## Wednesday, 10 April 2013

### Making maximum likelihood estimates of parameters using R

Making a maximum likelihood estimate of a binomial probability
To make a maximum likelihood estimate of a binomial probability you can use the mle2() function in the 'bbmle' R package.

For example, if you roll a particular (six-sided) die 10 times, and observe seven '5's, then you can estimate the probability of getting a '5' when you roll that die. Here our data is simply that we observe seven '5's:
> mydata <- c(7)
We just have one observation in our data set here.

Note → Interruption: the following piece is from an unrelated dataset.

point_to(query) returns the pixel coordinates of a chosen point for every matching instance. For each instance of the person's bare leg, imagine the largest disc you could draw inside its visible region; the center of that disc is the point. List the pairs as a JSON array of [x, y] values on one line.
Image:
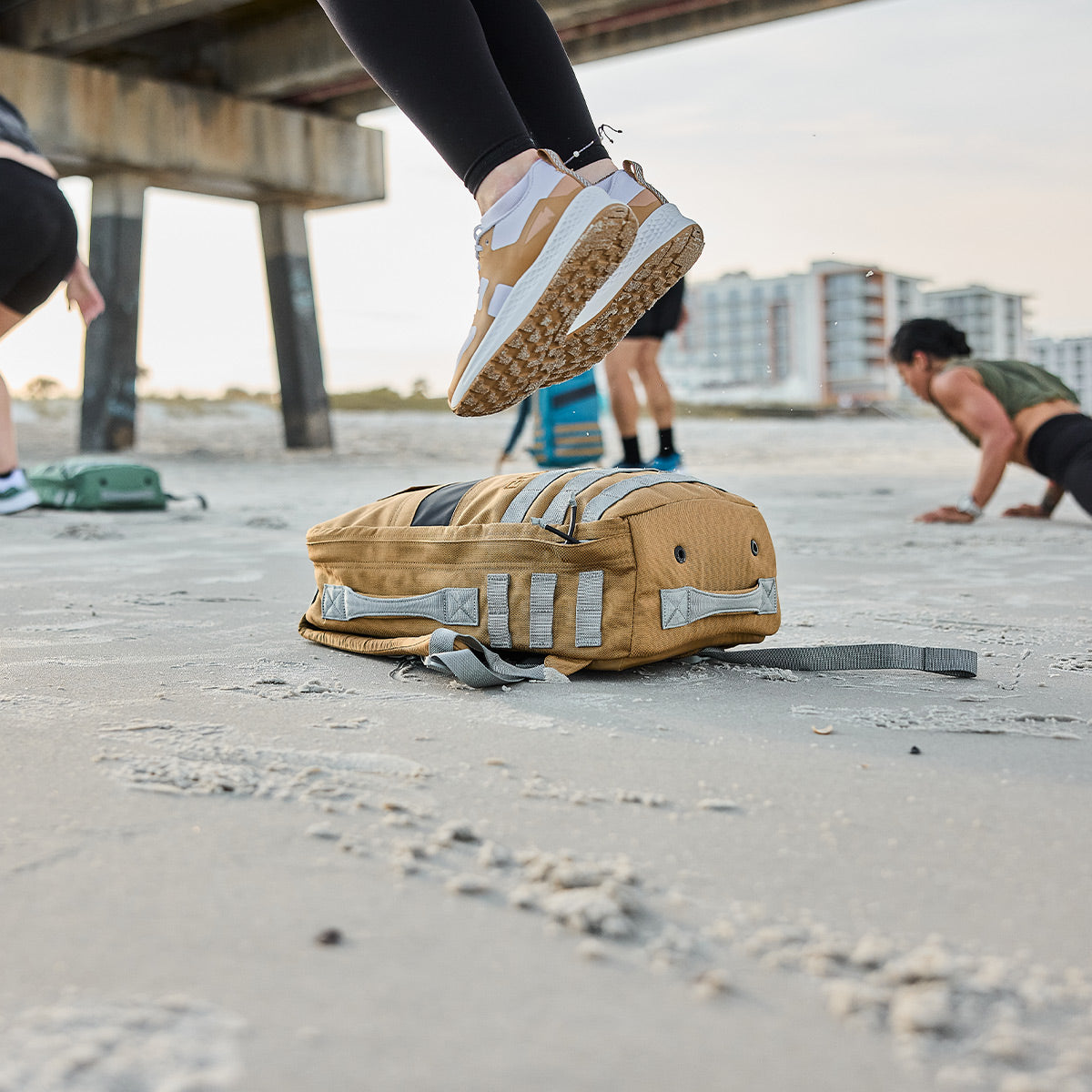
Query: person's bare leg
[[656, 394], [9, 453], [618, 364]]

Next we need to construct a negative log-likelihood function, as the mle2() R function (which we will use to calculate the maximum likelihood estimate, see below) requires a negative log-likelihood function as input, rather than a likelihood function.

Our negative log likelihood function will be minus the log of the probability of observing seven '5's out of 10 throws, according to a binomial distribution B(10, p) with a particular value of the binomial probability, p='prob':
> myfunc <- function(size,prob) {  -sum(dbinom(mydata,size,prob,log=TRUE))  }

Then we can call the 'mle2' function in the 'bbmle' package to get the maximum likelihood estimate of the probability of observing a '5' with our die, given that we observed seven '5's on 10 throws of the die:
> library('bbmle')
> mle2(myfunc, start=list(prob=0.5), data=list(size=10))
Coefficients:
prob
0.7000032
Log-likelihood: -1.32

This tells us that the maximum likelihood estimate of the binomial probability is 0.7. That is, this is our estimate of the probability of observing a '5' with our die. This makes sense, as we did observe '5's on 7 out of 10 throws.

The log likelihood is given as -1.32. This is the log of the probability of observing seven '5's on 10 throws of a die that has p=0.7:
> log(dbinom(7, size=10, prob=0.7))
 -1.321151

We can also make a plot of the likelihood function L(p) plotted against the possible values of the binomial probability p (Note: the 'curve' function requires the function in terms of x, so we use x here in R instead of p):
> curve(dbinom(7, 10, x))

We see that the peak is at about 0.7.

Note I have plotted the binomial probability mass function (p.m.f.) at each possible value of p, this is the likeihood function. Note that in 'myfunc' above, we used the negative log likeilhood function (because mle2() requires a negative log likelihood function rather than a likelihood function), which is -log of the binomial probability mass function:
> curve(-log(dbinom(7,10,x)))

The negative log likelihood function has its minimum where the likelihood function has its maximum, that is, at p = 0.7.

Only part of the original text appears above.